Over the course of the last couple of years Google has been trying to make sure that webmasters are slaves to adwords and that keyword data is only provided to advertisers, not webmasters.
This has shown up in out Piwik reports as “keyword not defined” and it now accounts for over a third of all the results.
See data here:
I thought this post here was interesting:
“How to steal some ‘not provided’ data back from Google”
He essentially is suggesting this:
1/ Looks for ‘(not provided)’ search terms.
2/ Where it finds them, it looks to see which page the visitor landed on.
3/ It then changes your keywords report in Google Analytics to show those two pieces of information (the fact that Google suppressed the keyword, and the landing page), rather than just the utterly anonymous ‘(not provided)’.
This info can already be seen in the Visitor > Visitor Log Screen in Piwik (as long as you aren’t in Firefox, because currently it doesn’t work, but that is another post entirely!).
However, what I propose is that because 2/3rds of the keywords are recorded that Piwik essentially ALREADY has a probability database of what a click to THAT page from THAT search engine is likely to be, as long as someone has previously visited that page from that search engine.

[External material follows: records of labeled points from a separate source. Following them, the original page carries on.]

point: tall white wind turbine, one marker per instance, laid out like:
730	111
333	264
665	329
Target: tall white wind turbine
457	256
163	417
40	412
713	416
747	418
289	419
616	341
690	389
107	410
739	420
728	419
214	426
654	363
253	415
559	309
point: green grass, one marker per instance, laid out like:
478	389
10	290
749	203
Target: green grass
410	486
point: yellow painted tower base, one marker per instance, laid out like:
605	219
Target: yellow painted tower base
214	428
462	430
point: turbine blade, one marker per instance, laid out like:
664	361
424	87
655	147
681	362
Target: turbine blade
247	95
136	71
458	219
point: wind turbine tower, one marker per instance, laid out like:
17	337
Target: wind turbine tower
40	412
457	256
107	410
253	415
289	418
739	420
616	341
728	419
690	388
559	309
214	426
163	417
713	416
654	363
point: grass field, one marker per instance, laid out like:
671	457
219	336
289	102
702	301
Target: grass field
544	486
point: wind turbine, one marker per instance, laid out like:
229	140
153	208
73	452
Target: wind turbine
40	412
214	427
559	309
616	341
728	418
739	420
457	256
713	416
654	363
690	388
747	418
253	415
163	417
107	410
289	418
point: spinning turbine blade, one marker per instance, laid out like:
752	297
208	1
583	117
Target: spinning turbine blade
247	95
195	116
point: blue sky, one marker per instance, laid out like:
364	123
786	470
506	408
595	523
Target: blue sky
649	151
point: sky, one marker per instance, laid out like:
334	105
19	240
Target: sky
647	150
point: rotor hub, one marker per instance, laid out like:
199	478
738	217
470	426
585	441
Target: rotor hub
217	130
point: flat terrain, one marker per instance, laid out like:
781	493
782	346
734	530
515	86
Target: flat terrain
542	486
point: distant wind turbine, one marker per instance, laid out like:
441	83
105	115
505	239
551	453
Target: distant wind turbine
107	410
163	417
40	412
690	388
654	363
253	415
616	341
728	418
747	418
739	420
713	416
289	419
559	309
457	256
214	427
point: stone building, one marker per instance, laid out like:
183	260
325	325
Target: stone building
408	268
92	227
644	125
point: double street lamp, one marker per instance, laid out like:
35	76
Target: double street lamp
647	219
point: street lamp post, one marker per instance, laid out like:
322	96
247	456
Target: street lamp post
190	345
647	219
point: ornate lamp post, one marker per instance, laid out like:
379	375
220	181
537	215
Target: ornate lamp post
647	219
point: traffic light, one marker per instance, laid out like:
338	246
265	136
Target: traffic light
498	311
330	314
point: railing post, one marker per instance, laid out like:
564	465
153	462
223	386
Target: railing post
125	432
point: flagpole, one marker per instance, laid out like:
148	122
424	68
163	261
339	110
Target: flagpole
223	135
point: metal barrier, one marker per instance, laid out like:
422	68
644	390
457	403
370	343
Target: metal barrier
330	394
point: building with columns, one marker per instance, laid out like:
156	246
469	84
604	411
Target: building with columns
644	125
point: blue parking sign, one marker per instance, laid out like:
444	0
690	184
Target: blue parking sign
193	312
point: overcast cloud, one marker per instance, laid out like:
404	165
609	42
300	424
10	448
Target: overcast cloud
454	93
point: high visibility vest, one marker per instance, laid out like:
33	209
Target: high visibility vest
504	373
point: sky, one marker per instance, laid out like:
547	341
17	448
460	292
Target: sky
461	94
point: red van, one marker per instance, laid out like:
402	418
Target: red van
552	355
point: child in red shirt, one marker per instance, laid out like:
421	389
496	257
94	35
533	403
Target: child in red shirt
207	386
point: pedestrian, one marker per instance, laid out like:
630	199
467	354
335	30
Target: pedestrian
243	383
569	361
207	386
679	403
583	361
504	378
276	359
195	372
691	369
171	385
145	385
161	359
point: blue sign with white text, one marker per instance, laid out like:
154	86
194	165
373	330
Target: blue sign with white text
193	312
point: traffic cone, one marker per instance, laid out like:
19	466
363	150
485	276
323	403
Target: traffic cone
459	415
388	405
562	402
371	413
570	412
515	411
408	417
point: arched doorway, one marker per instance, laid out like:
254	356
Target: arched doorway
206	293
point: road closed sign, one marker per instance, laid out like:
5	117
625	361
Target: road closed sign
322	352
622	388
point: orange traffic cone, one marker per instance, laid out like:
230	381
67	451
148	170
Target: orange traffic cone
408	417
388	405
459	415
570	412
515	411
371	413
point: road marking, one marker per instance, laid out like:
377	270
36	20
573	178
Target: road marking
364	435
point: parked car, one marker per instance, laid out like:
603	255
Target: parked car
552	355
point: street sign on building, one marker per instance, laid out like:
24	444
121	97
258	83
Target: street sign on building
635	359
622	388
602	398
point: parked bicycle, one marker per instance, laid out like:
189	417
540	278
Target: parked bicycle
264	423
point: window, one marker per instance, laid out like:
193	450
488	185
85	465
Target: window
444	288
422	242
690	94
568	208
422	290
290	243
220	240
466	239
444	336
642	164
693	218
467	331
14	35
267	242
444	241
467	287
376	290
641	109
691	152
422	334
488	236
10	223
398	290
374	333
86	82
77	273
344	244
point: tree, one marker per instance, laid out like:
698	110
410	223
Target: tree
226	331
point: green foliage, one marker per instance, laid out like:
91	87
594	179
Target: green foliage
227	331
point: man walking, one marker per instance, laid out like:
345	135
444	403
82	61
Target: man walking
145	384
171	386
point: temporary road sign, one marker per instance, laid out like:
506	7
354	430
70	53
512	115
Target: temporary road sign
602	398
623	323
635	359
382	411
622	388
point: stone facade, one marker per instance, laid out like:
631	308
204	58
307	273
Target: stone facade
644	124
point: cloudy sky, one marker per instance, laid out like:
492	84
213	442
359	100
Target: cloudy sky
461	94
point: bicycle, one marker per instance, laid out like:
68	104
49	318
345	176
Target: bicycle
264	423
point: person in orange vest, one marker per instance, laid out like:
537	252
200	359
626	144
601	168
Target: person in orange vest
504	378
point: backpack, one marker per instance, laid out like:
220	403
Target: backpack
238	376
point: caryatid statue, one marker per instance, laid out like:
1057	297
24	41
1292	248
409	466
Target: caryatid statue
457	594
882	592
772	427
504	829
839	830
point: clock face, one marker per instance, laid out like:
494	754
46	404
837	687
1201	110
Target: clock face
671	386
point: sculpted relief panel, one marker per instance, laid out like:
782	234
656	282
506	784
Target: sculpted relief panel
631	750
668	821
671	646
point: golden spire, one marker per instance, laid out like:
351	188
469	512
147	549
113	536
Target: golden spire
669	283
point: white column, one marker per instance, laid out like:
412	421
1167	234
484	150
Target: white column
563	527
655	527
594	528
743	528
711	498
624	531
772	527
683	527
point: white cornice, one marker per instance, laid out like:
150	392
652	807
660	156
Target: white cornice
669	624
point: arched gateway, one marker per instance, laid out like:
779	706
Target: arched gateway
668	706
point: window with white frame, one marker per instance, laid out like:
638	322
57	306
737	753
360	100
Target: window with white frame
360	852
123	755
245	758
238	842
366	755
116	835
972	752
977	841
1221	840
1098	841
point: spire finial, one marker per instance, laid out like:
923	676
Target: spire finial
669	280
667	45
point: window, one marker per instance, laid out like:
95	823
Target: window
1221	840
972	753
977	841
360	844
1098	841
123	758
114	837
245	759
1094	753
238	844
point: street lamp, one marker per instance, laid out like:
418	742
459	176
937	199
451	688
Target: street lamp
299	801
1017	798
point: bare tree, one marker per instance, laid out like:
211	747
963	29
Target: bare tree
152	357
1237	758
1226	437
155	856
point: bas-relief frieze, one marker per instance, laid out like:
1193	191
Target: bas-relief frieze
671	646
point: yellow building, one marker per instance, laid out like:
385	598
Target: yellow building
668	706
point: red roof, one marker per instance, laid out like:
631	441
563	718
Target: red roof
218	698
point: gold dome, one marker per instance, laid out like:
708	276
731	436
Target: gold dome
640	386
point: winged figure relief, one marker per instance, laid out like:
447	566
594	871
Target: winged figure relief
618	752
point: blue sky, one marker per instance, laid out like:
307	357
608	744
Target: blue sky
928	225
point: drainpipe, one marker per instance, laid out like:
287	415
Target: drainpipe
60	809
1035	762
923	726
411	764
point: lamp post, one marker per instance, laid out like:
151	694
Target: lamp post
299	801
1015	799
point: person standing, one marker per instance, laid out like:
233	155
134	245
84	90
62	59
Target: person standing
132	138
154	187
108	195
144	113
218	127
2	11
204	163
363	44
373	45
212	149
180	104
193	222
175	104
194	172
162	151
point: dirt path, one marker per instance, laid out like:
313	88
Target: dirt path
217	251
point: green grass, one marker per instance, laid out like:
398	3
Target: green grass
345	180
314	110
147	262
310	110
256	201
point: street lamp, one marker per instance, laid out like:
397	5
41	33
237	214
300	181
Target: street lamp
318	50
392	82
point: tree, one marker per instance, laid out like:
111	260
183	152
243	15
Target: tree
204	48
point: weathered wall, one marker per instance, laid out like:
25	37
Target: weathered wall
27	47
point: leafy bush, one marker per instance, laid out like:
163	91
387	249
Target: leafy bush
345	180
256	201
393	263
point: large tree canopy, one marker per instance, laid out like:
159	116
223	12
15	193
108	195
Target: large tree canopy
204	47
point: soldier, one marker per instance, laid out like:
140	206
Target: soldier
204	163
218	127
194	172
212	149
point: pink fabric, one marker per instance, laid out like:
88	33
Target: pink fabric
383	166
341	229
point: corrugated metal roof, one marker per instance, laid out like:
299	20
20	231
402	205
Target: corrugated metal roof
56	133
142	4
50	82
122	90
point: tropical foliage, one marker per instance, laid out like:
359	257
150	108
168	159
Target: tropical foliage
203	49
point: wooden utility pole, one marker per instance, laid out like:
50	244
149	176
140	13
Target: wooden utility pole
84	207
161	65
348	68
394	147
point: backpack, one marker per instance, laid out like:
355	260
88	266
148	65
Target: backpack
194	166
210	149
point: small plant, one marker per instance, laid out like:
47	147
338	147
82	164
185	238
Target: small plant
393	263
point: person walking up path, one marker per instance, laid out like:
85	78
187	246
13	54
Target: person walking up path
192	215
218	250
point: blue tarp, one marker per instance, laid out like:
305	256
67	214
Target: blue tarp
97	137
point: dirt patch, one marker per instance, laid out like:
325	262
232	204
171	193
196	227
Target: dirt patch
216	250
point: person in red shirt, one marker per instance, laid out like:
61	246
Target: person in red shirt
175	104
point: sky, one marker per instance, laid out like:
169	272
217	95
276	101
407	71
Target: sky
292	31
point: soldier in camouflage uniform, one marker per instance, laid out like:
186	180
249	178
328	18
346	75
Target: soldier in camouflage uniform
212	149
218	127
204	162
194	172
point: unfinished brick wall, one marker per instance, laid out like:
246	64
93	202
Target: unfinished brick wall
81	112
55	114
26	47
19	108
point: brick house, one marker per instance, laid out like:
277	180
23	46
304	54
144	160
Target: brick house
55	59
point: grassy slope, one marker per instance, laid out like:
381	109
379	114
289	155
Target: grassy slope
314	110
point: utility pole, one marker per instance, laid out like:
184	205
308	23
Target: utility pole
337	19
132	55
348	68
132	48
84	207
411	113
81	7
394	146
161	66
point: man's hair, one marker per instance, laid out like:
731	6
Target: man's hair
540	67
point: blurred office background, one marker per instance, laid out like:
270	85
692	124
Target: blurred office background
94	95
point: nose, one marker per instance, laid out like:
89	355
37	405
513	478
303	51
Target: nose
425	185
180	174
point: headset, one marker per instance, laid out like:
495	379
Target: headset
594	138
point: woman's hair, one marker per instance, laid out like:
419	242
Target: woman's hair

So, I propose a new feature.
Instead of showing “keyword not defined”. It should show “Keyword not defined - But Most likely to be…” and then show the top three keywords that historically from the database have been the referrers.
That would at least provide a more useful idea then simply “keyword not defined”, even if it is far from perfect.
For internal pages especially where there are only a small group of keywords driving the traffic, I also think this would end up being fairly accurate.
This also has the effect of making the keyword data more accurate where some particular pages have a disproportionate amount of pages set to “keyword not defined”.
I do think that as a community we need to start thinking up new creative ways to combat this, because “keyword not defined” is projected to reach 100% by the beginning of 2016. (It was 4% in March 2012. It is currently 34% just a year later); and to my mind this is a massive threat to the very existence and usefulness of applications like Piwik.